When

MW 9:30am - 11:00am

Where

Tech LR 5

Who

Chris Riesbeck

Resources

Retrospective Updates

Improvement is an essential aspect of agile development. It doesn't happen automatically. It involves each team, no matter how smoothly things are running, taking time every week to identify the most important area for improvement, discussing and making some change, and tracking what happens to see if the change helped or hurt.

The agile approach to improvement is based on frequent retrospectives, ideally every iteration. See The Agile Samurai, section 10.5. A common technique in retrospectives is a start-stop-continue review, but this can lead to blaming and long lists of things to change with little follow-up. The key is to focus on experiments.

At least a day before each weekly coaching meeting, either as part of a swarm or separately, the team

The retrospective summary sheet for each team is in the Team Data spreadsheet. Link on Canvas. The summary sheet looks something like this:

Each week the team adds a new summary row above the previous entry, no later than the day before we meet, so that I have time to read and prepare comments before we meet.

In the coaching meeting, one team member will answer questions about what's been written and another will take notes. These two roles rotate through the team every week. Decide and enter who is doing what before we meet.

A large team that is split into two coaching meetings should still have one retrospective, but enter two update rows, so that names and notes can be kept separate for the two meetings.

Dashboards

Dashboards are an experiment for this quarter. During coaching, we will look at the team's dashboard document for details that clarify the retrospective summary.

A near-empty starter dashboard document has been created in the team folders on the shared Google Drive. Each team should expand and format that document to suit their needs. How is up to the team. I expect to see some creative ideas.

A dashboard needs to provide a quick at-a-glance picture of the metrics the team is using to track their health, and a description of the team's current working processes. The health metrics should briefly and clearly indicate the value for each metric and if it has recently gone up, down, or remain unchanged. More details should be available later in the dashboard or in links.

A dashboard needs to be very low effort to update. You should be able review and update it as part of your pre-coaching retrospective review. It should help you, not slow you down. If there's friction, fix it. Look for ways to avoid duplicate data entry.

The key things to see in a dashboard are the metrics your team is currently watching and the process changes the team is experimenting with. The metrics should summarize in a useful way trends the team is tracking in more detailed information, such as your mood charts, your gitstats, your messaging channels, your backlog tasks, and so on.

The process description should summarize how the team works. How are swarm meetings structured? How are tasks defined, prioritized, and allocated? Where is the backlog kept? When are branches created? When deleted? This will become more detailed as I ask you questions about how you do things, such as when do you rotate, do you use a timer, when and how do swarm subgroups contact each other, etc. Here are a few examples of process descriptions for teams that have reflected and tested many ideas over time. Your processes will be less detailed and well-formed because you're just starting.

How to Write Good Reports

Be brief. Less is more. Put details in the dashboard. The point of the summary is to see at a glance how things are doing compared to the week before.
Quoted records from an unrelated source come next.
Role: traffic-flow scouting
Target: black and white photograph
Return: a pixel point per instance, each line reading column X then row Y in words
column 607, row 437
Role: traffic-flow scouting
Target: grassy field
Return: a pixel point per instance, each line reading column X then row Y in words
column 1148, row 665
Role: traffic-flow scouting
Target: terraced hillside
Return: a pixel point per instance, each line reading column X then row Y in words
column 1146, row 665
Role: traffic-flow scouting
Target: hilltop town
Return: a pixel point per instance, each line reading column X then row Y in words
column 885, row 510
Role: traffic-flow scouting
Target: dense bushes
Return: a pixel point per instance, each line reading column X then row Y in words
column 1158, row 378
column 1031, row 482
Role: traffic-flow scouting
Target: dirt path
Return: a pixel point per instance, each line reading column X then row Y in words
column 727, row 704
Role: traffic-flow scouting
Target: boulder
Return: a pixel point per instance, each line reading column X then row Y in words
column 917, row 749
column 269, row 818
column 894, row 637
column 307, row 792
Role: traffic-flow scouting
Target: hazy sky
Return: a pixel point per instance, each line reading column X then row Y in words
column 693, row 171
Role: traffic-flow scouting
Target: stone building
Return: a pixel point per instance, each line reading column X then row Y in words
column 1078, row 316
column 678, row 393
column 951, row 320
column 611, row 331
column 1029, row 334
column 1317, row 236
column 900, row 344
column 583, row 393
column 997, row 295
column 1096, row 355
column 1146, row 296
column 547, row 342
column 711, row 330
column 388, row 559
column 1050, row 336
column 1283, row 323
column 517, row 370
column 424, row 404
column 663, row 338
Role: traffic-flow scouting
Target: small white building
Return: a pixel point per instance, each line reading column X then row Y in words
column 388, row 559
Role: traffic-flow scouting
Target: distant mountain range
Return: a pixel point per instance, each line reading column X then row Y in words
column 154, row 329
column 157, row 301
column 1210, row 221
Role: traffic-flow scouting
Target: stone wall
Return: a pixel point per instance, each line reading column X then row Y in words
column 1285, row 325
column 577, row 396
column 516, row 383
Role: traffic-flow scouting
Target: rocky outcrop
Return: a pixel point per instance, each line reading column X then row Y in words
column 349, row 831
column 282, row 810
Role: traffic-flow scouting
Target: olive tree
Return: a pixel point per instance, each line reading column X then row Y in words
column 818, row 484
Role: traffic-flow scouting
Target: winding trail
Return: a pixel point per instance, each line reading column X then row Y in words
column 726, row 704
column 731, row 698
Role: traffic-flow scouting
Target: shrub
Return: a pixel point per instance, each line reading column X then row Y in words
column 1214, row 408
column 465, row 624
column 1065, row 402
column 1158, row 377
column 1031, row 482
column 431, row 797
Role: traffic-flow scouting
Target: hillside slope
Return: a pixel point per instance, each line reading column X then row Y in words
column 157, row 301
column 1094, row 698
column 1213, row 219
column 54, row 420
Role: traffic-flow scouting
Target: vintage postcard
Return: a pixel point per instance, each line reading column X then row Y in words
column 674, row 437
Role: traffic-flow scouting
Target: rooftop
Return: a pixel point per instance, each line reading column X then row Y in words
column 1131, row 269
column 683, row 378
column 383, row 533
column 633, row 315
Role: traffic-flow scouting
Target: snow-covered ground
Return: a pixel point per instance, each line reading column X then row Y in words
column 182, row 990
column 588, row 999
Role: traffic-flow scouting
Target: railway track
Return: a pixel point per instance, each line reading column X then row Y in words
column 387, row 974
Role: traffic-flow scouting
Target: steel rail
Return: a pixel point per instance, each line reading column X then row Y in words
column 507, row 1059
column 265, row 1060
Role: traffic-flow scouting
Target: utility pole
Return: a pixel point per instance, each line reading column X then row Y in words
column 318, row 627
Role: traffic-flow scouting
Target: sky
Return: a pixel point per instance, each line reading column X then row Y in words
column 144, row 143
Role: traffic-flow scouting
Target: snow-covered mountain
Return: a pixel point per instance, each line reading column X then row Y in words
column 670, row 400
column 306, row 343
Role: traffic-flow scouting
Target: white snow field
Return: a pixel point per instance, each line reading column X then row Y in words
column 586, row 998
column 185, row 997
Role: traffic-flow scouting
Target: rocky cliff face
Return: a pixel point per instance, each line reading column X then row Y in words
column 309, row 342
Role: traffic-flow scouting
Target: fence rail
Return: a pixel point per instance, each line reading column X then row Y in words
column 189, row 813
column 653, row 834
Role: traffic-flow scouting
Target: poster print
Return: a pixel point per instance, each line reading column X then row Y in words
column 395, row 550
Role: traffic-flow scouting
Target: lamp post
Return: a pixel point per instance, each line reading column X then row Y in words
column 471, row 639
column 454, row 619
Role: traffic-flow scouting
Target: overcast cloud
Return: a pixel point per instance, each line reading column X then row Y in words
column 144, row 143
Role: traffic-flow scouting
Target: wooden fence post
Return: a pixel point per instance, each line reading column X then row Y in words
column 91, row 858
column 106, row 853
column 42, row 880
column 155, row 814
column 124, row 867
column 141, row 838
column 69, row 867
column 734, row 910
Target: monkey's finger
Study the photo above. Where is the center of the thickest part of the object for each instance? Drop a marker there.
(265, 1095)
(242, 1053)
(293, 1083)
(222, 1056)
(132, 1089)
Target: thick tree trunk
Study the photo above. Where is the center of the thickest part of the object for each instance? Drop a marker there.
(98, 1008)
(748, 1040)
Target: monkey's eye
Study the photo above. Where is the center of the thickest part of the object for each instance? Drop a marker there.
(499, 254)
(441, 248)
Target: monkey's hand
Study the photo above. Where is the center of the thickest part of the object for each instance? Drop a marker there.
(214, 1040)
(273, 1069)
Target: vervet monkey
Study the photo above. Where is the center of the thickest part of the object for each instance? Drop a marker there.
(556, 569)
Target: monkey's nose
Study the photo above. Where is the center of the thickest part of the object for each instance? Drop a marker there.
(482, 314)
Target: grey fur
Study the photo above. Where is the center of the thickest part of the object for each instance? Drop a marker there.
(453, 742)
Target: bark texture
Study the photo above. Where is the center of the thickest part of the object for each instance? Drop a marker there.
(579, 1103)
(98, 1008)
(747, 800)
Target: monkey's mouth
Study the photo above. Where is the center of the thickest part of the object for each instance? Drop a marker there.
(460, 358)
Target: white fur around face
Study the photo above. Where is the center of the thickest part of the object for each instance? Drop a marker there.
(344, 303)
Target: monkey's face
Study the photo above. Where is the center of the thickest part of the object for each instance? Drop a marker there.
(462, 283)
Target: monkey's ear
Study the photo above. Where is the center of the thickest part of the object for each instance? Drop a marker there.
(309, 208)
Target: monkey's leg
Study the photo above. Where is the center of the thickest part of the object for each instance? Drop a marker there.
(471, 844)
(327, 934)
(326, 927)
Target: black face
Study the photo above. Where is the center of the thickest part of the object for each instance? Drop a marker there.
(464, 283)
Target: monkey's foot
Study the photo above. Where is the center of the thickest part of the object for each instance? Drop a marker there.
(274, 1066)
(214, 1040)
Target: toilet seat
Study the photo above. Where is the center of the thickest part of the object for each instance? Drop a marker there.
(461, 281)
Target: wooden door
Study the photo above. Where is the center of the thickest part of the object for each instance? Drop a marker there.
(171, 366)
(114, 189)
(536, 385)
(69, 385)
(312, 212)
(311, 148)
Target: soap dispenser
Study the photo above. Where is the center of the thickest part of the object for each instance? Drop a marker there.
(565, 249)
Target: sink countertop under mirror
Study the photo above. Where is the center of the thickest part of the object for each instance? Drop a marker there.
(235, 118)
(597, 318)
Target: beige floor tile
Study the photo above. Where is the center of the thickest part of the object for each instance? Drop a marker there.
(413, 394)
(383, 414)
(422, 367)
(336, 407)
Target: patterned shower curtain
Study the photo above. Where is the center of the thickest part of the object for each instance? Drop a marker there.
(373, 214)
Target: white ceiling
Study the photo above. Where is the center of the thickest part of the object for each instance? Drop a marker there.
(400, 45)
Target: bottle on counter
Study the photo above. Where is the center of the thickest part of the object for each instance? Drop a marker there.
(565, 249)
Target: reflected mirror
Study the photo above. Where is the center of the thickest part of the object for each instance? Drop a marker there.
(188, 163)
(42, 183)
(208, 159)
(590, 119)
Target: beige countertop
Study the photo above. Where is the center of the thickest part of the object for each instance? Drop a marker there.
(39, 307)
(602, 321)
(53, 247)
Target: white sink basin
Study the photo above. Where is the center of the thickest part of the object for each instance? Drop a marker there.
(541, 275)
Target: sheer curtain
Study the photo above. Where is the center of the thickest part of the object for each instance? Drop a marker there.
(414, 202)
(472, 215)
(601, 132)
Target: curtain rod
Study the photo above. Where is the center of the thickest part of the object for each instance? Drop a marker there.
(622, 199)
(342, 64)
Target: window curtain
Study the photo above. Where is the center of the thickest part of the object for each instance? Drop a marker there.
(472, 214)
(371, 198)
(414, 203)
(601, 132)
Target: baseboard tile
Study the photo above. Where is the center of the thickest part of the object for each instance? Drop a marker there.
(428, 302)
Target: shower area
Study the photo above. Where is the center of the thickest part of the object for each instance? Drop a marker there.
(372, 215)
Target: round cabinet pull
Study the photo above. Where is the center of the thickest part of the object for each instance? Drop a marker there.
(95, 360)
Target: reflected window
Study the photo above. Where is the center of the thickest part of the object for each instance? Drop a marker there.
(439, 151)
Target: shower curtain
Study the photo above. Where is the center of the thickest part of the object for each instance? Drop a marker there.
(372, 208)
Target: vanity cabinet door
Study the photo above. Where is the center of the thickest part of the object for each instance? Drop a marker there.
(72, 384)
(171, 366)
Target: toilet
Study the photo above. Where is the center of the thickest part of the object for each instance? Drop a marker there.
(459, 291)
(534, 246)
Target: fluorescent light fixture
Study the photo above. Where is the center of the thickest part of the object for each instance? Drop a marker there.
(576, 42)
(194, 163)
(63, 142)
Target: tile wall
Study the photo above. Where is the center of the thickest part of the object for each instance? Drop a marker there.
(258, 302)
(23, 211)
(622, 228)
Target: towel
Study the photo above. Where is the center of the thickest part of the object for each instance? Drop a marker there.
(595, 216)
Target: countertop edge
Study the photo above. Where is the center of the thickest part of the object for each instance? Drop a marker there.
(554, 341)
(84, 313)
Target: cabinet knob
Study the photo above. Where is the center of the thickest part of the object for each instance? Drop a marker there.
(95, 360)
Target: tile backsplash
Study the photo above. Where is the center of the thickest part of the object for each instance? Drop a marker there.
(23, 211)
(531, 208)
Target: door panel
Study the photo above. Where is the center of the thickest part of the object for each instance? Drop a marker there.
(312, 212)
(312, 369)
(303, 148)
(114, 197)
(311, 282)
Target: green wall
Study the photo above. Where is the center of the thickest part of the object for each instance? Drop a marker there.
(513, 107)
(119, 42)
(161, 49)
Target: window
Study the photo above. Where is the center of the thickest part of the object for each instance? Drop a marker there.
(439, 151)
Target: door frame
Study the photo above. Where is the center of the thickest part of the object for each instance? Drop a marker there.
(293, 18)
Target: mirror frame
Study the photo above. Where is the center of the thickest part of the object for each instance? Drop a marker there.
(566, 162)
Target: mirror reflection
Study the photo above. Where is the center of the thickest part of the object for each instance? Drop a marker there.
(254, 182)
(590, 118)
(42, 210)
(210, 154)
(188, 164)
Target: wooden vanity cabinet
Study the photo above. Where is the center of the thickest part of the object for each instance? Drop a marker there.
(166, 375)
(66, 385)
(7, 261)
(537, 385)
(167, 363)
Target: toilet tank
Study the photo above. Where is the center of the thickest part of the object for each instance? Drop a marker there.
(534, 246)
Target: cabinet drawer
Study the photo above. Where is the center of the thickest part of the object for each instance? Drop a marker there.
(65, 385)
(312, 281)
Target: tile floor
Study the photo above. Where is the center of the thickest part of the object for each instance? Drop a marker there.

Start with a summary like "X was better/worse/about the same" followed by data to back up the claim. E.g., "Velocity was a little better. 10 story points done compared to 8 last week."

Finding good metrics takes serious thought. Agile goes for simple. Mood charts have just three options. Story sizes are just 1, 2, 3, 5, 8, and big. (Many in Agile think even those numbers are misleadingly specific.) Story priorities are just rank order. When summarizing, don't try to average such things. Look for useful counts, like "number of yellows in a swarm", "most yellows from one team member in past two iterations", "number of people with no commits in last iteration", and so on.

Avoid anti-agile process changes. A change is anti-agile is if it takes a lot of work to do or introduces a delay in getting code tested and deployed. An example of change with both problems is "all code changes must be documented in Slack and approved". A change is anti-agile if it reduces learning or increases risk, such as "assign tasks to the strongest developers".